O ex-governador do Paraná Beto Richa (PSDB) teve quase R$ 20 milhões bloqueados por determinação da Justiça Federal do Paraná. A informação foi confirmada nesta quarta-feira (14). Alvo da Lava Jato, o tucano responde a crimes de fraude à licitação, corrupção passiva e lavagem de dinheiro.

O bloqueio de bens e valores foi um pedido da força-tarefa Lava Jato em Curitiba no âmbito na Operação Piloto. Richa foi denunciado em meio às investigações de fraudes à licitação das obras de exploração e duplicação da PR-323, que liga as cidades de Maringá e Francisco Alves, na região noroeste do Paraná.

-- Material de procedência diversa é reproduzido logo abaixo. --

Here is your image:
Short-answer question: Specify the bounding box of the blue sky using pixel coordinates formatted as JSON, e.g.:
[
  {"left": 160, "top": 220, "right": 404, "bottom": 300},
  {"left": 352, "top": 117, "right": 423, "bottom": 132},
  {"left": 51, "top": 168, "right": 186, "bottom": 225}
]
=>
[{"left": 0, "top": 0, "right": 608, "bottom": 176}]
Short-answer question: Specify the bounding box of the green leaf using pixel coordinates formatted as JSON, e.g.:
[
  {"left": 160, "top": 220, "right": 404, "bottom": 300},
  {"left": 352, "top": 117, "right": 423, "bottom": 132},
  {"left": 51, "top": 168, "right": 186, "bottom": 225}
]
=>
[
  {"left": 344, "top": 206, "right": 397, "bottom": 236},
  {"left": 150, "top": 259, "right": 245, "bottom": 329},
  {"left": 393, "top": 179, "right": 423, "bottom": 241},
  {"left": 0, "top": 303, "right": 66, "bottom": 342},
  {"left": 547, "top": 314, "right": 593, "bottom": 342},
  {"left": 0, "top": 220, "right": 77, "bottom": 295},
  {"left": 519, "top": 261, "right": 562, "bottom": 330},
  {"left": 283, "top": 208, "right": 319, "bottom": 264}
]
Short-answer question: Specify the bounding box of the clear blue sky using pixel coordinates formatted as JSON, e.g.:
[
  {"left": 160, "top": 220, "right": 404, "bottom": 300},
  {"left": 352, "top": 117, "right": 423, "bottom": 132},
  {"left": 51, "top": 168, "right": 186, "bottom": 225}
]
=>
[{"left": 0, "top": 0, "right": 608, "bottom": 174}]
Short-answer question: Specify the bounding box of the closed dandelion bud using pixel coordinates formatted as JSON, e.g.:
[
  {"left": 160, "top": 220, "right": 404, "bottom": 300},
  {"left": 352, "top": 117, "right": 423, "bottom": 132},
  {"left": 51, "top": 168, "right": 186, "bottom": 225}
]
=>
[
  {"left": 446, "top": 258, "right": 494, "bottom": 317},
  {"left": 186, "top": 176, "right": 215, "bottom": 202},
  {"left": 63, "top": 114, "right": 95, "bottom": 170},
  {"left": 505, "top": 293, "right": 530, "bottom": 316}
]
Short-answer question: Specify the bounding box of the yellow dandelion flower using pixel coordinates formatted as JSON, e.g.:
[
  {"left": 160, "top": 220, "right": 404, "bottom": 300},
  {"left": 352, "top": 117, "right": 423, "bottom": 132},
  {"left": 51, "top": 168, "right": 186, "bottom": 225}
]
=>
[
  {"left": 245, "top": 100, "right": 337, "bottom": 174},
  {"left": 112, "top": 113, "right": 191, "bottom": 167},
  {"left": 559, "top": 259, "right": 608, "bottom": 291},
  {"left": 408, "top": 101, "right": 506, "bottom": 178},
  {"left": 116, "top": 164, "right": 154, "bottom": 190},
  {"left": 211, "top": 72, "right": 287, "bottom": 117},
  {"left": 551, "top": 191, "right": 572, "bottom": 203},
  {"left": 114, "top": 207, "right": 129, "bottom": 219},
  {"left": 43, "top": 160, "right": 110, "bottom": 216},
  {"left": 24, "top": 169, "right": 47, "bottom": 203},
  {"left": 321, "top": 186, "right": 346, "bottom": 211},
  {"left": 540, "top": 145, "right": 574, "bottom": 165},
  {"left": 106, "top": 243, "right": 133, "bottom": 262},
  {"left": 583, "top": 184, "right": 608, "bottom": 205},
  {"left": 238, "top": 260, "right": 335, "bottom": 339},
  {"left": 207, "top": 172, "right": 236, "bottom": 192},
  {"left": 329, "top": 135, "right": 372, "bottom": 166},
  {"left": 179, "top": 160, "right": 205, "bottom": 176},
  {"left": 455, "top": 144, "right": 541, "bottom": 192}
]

Além do bloqueio de quase R$ 20 milhões, a Justiça Federal indisponibilizou imóveis e veículos. Beto Richa também teve sequestrado parte de um imóvel investigado no suposto esquema de corrupção.

Desencadeada em setembro do ano passado, a Operação Piloto tem sete réus. Entre eles está o irmão de Beto Richa, José Richa Filho (Pepe Richa), e o primo do ex-governador Luiz Abi Antoun.

Richa foi preso durante o cumprimento do mandados, mas foi solto três dias depois por decisão do ministro Gilmar Mendes, do STF (Supremo Tribunal Federal).

Em nota, a defesa de Richa afirma que irá se manifestar somente nos autos do processo, “diante a insistência repetitiva do Ministério Público Federal, relativamente ao tema de indisponibilidade de bens”.

Operação Piloto liga Richa à Odebrecht

A responsabilidade da duplicação da rodovia que liga Maringá a Francisco Alves, no noroeste do Paraná, foi entregue à Odebrecht em 2014. Envolvida na Lava Jato, a empreiteira não foi capaz de tocar a obra bilionária e o projeto que previa a duplicação e outras melhorias na “rodovia da morte” nunca saiu do papel.

Beto Richa iniciou o primeiro mandato como governador do Paraná em janeiro de 2011 já com a promessa de duplicação da PR-323. De acordo com o diretor da Odebrecht e delator da Lava Jato, Luiz Antônio Bueno Junior, a empreiteira começou a se envolver oficialmente na licitação em 2013.

À época, a construtora deu início aos trabalhos de estudo para a elaboração do Procedimento de Manifestação de Interesse (PMI), uma fase preliminar ao processo licitatório. O investimento inicial nas obras da rodovia foi estimado em R$ 1,2 bilhão apenas nos cinco primeiros anos.

Após uma série de encontros, reuniões e mudanças no edital de licitação, o contrato de concessão da PR-323 foi assinado no dia 5 de setembro de 2014.